Gastkommentar zur VerrechnungssteuerDiese Reform wird sich auszahlen
Die Teilabschaffung der Verrechnungssteuer erhöht die Steuereinnahmen und vergünstigt Investitionen in unsere Infrastruktur und in nachhaltige Projekte.
Besser als Polemik sind Fakten. «Wer gibt überhaupt Obligationen heraus?» Das fragt Rudolf Strahm in seiner Kolumne und antwortet gleich selbst: Abgesehen von staatlichen Emittenten seien es nur etwa 200 «Grossfirmen». Strahm bleibt aus gutem Grund vage. Wäre er konkreter, würde sein nach Klassenkampf tönendes Argument in sich zusammenfallen. Fakt ist, dass hinter den «Grossfirmen» auch viele Energieversorger, Spitäler, ÖV-Betriebe oder Kantonalbanken stehen. Unternehmen also, die ganz oder teilweise dem Staat gehören und wichtigen Service public erbringen. Dazu werden rund 20 Prozent aller Obligationen direkt durch Bund, Kantone und Gemeinden platziert.
Wenn die Stadt Bern, das Zürcher Universitätsspital oder die Netzgesellschaft Swissgrid Geld für Investitionen benötigen, platzieren sie Obligationen. Investoren – beispielsweise Pensionskassen – kaufen diese und bekommen dafür einen Zins. Dabei handelt es sich um ein konservatives, meist sehr langfristiges Anlageinstrument. Diese Obligationen sind also nicht irgendein «Finanzvehikel», wie Strahm schreibt, sondern ein verbreitetes und bewährtes Instrument zur Finanzierung der öffentlichen Infrastruktur.
Für ausländische Anleger ist es aber wenig attraktiv, ihr Geld am Schweizer Obligationenmarkt anzulegen. Grund ist die Verrechnungssteuer. Und so zahlt die öffentliche Hand auf dem schrumpfenden Kapitalmarkt unnötig hohe Zinsen für ihre Obligationen. Die Reform der Verrechnungssteuer belebt den Markt und senkt damit die Zinsbelastung für die Herausgeber der Obligationen.
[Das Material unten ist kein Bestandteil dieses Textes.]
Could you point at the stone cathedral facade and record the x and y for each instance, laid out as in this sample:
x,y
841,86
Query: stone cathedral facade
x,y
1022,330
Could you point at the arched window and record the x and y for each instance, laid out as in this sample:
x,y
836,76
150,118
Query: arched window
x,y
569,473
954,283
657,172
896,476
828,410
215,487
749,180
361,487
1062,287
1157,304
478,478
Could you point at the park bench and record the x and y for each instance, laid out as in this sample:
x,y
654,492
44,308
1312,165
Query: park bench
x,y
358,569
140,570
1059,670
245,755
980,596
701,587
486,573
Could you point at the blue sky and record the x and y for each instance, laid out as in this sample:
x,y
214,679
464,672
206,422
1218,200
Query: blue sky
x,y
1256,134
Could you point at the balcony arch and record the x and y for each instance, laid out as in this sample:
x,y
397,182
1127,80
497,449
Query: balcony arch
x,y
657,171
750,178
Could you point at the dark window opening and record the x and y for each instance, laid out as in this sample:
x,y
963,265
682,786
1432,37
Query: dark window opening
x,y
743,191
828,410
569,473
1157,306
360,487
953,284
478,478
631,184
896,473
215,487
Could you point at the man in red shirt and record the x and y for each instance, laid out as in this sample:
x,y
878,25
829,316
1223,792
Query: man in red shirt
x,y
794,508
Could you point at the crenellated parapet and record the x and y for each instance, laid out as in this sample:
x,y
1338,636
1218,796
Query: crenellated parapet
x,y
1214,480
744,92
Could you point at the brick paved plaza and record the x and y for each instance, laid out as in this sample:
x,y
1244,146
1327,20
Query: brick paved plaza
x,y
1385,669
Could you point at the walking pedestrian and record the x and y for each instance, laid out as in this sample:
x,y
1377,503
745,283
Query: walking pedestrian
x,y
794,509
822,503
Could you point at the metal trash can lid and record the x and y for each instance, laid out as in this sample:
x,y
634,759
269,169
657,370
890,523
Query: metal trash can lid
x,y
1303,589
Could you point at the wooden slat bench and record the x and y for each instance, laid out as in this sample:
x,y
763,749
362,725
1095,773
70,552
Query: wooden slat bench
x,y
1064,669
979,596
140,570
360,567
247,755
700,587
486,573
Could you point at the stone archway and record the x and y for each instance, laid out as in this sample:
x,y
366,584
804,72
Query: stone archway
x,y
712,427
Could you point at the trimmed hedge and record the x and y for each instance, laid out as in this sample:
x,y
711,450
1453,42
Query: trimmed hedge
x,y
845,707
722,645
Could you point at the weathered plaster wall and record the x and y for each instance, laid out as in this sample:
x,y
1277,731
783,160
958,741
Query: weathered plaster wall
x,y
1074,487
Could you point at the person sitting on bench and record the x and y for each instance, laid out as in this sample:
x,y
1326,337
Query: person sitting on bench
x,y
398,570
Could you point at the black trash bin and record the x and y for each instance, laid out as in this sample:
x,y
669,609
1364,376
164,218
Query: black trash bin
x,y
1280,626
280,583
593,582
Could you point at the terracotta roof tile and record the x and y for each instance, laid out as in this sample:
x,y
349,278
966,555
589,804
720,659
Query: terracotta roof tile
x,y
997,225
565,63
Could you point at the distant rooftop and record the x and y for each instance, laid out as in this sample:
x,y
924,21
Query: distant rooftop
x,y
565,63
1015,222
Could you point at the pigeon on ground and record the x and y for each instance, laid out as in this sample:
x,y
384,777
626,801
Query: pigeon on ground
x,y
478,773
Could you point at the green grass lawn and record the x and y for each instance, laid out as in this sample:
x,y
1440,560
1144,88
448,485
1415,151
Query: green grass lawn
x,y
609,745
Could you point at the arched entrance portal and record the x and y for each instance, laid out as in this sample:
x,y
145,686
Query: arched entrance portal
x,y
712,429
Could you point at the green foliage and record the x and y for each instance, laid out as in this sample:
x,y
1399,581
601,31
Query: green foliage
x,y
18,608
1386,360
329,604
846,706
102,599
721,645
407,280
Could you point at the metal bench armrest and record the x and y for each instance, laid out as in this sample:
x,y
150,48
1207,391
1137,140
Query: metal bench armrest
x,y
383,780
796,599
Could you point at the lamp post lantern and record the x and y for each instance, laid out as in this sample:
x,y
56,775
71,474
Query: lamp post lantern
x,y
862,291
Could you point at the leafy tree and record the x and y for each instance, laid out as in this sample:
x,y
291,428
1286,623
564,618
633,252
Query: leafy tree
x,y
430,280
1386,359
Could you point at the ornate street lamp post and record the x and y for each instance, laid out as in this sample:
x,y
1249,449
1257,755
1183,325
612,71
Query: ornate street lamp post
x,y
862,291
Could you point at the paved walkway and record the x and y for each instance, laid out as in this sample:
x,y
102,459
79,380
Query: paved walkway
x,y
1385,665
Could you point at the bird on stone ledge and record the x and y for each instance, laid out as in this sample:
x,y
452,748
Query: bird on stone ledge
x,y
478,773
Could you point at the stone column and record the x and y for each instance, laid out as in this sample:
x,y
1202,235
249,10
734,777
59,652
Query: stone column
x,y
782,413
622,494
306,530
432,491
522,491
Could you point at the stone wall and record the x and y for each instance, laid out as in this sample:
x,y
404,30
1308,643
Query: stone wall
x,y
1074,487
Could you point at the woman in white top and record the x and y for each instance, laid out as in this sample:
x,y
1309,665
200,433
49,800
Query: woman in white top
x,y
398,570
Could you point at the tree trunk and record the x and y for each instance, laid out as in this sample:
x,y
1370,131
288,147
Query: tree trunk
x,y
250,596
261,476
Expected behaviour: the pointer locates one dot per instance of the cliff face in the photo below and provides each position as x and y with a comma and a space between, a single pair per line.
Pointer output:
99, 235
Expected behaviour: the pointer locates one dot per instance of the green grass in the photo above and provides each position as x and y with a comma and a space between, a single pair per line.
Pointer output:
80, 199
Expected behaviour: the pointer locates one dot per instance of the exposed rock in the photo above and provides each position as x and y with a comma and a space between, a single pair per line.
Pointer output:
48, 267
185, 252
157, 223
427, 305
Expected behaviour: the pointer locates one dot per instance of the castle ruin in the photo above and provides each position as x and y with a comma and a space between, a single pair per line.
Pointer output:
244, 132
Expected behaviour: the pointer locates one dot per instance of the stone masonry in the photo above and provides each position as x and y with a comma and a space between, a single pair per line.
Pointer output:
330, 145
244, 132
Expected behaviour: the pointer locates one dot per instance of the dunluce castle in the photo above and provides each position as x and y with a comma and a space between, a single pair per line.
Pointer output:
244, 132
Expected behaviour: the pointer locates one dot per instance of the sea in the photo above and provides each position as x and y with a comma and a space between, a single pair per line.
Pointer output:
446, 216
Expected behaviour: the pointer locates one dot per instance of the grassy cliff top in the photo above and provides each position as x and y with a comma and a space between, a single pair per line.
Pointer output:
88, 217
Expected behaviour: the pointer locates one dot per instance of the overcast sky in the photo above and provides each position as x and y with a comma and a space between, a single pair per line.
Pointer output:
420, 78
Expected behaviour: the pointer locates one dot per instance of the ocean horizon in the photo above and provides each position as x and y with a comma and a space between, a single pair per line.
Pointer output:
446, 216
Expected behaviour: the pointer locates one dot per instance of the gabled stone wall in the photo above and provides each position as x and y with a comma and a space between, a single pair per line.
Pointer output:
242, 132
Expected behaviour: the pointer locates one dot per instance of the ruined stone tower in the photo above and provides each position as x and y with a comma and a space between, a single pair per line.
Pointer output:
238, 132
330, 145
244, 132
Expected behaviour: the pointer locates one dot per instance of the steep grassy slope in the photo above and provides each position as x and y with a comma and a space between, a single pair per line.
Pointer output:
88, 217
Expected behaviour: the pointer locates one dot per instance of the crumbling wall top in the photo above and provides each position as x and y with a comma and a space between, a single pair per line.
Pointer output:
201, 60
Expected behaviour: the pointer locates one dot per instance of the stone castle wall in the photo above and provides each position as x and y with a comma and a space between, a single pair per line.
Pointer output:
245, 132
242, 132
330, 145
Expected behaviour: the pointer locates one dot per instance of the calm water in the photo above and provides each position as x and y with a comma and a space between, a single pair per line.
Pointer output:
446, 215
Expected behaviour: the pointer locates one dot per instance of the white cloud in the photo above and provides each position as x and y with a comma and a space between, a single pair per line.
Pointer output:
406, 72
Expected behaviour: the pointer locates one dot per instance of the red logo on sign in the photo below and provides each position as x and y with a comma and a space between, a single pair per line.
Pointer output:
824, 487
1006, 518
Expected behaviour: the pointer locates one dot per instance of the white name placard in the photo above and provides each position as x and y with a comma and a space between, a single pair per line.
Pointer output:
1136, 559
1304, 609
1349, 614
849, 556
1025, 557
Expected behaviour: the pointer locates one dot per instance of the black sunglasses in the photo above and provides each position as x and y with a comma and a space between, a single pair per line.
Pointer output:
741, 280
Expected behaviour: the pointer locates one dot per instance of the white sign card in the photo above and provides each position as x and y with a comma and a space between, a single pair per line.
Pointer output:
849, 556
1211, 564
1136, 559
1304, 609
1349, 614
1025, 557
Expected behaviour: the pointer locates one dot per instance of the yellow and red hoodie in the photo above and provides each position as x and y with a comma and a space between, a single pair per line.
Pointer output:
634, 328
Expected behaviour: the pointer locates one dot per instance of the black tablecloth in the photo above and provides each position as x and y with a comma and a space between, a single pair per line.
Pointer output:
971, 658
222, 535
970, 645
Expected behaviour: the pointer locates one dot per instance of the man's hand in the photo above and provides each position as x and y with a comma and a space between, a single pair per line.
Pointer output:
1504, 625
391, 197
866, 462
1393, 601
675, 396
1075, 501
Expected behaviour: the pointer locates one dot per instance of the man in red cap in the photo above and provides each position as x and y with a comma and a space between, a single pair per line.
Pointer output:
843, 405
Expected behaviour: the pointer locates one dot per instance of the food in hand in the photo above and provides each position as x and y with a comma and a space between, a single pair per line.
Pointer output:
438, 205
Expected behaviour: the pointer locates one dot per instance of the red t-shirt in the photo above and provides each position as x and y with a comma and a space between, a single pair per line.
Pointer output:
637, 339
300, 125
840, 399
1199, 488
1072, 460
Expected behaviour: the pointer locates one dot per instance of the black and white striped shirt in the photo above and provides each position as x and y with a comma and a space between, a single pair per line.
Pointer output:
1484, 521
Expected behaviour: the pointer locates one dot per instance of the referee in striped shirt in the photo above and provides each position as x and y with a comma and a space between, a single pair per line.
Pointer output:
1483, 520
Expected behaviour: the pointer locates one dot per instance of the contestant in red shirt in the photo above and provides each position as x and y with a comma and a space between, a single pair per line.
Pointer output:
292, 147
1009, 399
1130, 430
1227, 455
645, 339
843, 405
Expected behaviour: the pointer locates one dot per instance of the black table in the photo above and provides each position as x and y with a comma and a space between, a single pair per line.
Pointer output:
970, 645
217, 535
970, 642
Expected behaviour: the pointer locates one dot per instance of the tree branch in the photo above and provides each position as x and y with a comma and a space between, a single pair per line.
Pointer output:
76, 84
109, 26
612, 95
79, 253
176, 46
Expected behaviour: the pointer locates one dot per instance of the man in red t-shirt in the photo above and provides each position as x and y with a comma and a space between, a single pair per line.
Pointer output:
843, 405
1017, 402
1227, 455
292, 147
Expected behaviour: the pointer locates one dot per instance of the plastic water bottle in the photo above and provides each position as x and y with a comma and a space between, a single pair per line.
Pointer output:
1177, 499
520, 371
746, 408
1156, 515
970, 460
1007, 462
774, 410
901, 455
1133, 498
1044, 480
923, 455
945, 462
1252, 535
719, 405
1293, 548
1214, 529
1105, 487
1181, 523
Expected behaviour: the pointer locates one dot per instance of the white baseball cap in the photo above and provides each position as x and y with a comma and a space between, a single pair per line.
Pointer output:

Gemäss Schätzungen der Eidgenössischen Steuerverwaltung sind allein für die öffentliche Hand jährliche Einsparungen von bis zu 200 Millionen Franken möglich. Der Kanton Bern bestätigt, dass für ihn auf dieser Basis eine jährliche Einsparung von bis zu 5 Millionen Franken resultiert.
Heute gibt allein Luxemburg im Verhältnis zum Bruttoinlandprodukt 190-mal mehr Obligationen heraus als die Schweiz.
Mit der Reform wird auch die Herausgabe von Green Bonds vereinfacht. Diese dienen der Investition in nachhaltige Projekte und können somit den Übergang in eine klimaneutrale Zukunft ermöglichen. Auch hier hinkt die Schweiz im internationalen Vergleich hinterher.
Die Reform der Verrechnungssteuer lohnt sich auch mit Blick auf die Steuereinnahmen. Heute gibt allein Luxemburg im Verhältnis zum Bruttoinlandprodukt 190-mal mehr Obligationen heraus als die Schweiz. Mit der Reform wird es attraktiv, Obligationen in der Schweiz herauszugeben. Wir holen also Wertschöpfung und damit Steuereinnahmen in die Schweiz zurück.
Die Vorlage wirkt zudem sehr gezielt. Einzig neu herausgegebene Obligationen werden von der Verrechnungssteuer befreit. In über 90 Prozent der Fälle bleibt die Verrechnungssteuer unverändert bestehen, beispielsweise bei Dividenden auf Aktien. Entsprechend wird die Vorlage breit getragen: Bundesrat und Parlament sagen klar Ja.
Auch die Konferenz der kantonalen Finanzdirektoren unterstützt die Reform. Sie hält fest, dass die «positiven Effekte die erwähnten Einnahmeausfälle bei weitem kompensieren». Diese Fachpersonen scheinen mir deutlich vertrauenswürdiger, denn sie tragen im Gegensatz zu den Referendumsführern die Verantwortung für die Kantonsfinanzen und sind an einer konkurrenzfähigen und innovativen Schweiz interessiert.
* Jürg Grossen ist Nationalrat und Präsident der GLP Schweiz.